Final answer:
The wavelength of the ultrasound wave produced by the transducer is 0.6 mm, the axial resolution is 0.3 mm, the lateral resolution is approximately 0.5 mm or less, and the frequency of the ultrasound wave is 10 MHz.
Step-by-step explanation:
To calculate the wavelength (λ), we use the formula:
λ = v / f
Where v is the speed of sound in the medium and f is the frequency.
The speed of sound given is 6 mm/μs (which is equivalent to 6000 m/s), and we want to find the frequency to determine λ.
The frequency (f) can be determined using the thickness (d) of the transducer elements and the speed of sound (v) in the transducer material:
f = v / (2d)
So, f = 6000 m/s / (2 * 0.3 mm) = 10 MHz
Thus, the wavelength (λ) of the ultrasound wave is then:
λ = 6000 m/s / 10×10⁶ Hz = 0.6 mm
The axial resolution is typically approximated as λ/2. Therefore, the axial resolution of the transducer is,
Axial resolution = 0.6 mm / 2 = 0.3 mm
The lateral resolution is affected by the beam width, which is determined by the near field length (NFL), which in turn depends on the diameter (or width) of the transducer element (D) and the frequency (f). The NFL can be estimated with the formula:
NFL = (D² × f) / 4λ
For these calculations, the width of each element is 0.5 mm, and the frequency is 10 MHz.
NFL = (0.5 mm² × 10⁶ Hz) / (4 × 0.6 mm) = 2.08 mm
The frequency of the ultrasound wave is already determined as 10 MHz.

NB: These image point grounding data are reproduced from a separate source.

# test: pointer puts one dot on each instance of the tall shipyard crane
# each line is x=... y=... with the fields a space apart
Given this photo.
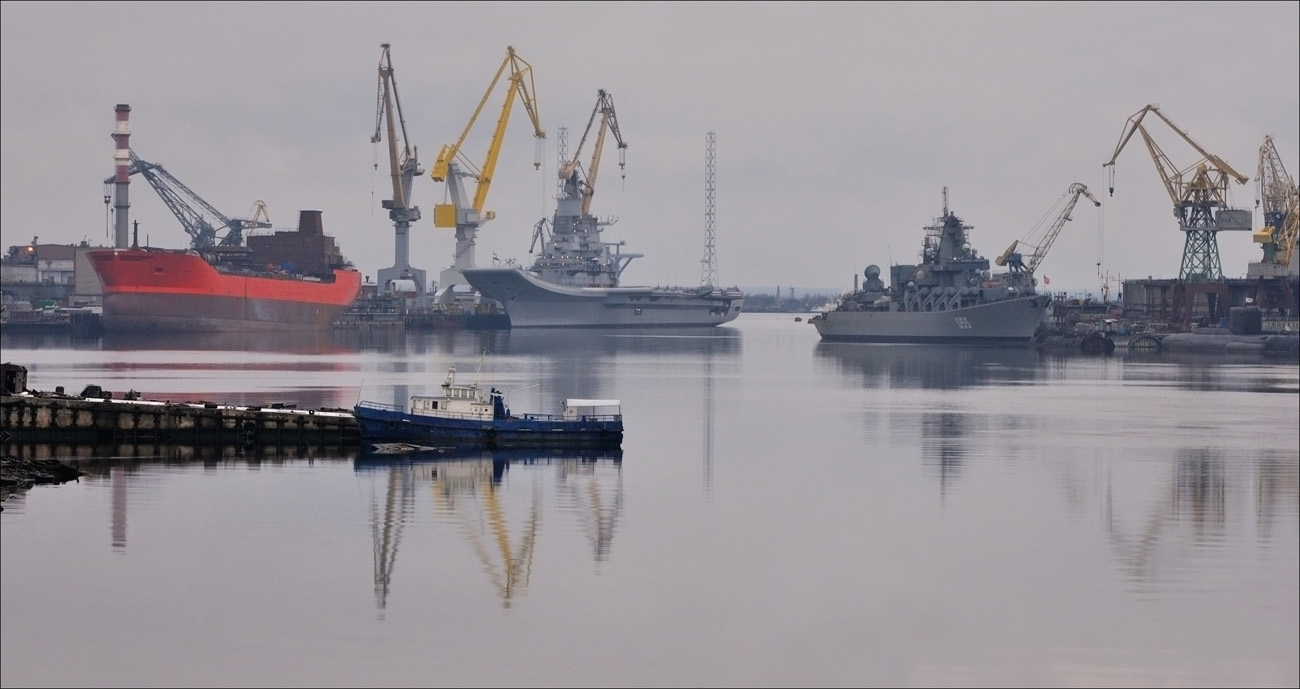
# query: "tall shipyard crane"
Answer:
x=1199 y=194
x=570 y=169
x=198 y=217
x=451 y=165
x=403 y=167
x=1014 y=259
x=1281 y=204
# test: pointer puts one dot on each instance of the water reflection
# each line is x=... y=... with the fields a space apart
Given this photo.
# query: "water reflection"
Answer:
x=310 y=342
x=1153 y=538
x=944 y=446
x=932 y=367
x=469 y=493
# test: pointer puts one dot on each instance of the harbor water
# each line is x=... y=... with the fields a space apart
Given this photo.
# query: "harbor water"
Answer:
x=785 y=512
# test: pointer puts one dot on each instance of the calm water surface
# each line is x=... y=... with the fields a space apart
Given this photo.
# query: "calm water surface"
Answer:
x=784 y=512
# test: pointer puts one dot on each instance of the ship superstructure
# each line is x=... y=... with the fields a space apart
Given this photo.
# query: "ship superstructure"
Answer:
x=949 y=297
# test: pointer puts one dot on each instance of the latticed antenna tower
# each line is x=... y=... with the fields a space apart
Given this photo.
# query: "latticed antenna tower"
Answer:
x=709 y=264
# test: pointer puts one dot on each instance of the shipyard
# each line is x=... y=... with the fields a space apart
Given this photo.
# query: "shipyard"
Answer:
x=705 y=345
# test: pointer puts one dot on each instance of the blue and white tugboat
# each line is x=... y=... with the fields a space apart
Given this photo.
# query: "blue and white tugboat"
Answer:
x=463 y=415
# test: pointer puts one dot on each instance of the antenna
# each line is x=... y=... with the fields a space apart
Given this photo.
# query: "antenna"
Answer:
x=709 y=271
x=562 y=154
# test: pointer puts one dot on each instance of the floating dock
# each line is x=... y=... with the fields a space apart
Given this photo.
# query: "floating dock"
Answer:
x=96 y=417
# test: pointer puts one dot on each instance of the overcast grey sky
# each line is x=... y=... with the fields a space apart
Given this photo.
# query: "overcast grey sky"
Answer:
x=837 y=124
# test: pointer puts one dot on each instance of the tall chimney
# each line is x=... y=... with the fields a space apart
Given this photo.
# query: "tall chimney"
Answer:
x=122 y=159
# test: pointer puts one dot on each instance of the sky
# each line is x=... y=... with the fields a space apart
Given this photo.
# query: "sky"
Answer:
x=839 y=125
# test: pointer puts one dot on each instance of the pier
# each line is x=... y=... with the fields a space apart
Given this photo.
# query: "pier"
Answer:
x=98 y=417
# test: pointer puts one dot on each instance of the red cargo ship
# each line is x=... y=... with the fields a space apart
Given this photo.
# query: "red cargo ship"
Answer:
x=286 y=281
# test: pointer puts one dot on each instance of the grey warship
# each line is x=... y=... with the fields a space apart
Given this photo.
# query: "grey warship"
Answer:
x=575 y=281
x=948 y=298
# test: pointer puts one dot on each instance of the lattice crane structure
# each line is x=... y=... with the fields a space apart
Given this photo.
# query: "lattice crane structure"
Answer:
x=199 y=219
x=1199 y=194
x=451 y=167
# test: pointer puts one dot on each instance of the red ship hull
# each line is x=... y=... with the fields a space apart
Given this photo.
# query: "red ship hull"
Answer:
x=178 y=291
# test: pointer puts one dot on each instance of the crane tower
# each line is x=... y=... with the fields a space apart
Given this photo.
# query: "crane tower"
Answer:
x=403 y=167
x=709 y=264
x=1199 y=194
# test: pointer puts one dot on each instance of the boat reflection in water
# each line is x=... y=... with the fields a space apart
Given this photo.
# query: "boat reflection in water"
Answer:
x=499 y=521
x=934 y=367
x=287 y=342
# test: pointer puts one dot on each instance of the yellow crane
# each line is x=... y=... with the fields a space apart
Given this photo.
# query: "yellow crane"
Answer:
x=445 y=167
x=1014 y=260
x=1199 y=194
x=451 y=165
x=1281 y=204
x=609 y=122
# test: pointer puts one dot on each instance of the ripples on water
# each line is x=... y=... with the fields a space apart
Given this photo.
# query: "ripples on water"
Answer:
x=784 y=512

The lateral resolution is approximately the width of the beam in the far field, and we assume that the beam does not diverge significantly within the focal zone where the resolution is measured. Therefore, the lateral resolution would be on the order of the diameter of the transducer elements or smaller, which is 0.5 mm or less in this case.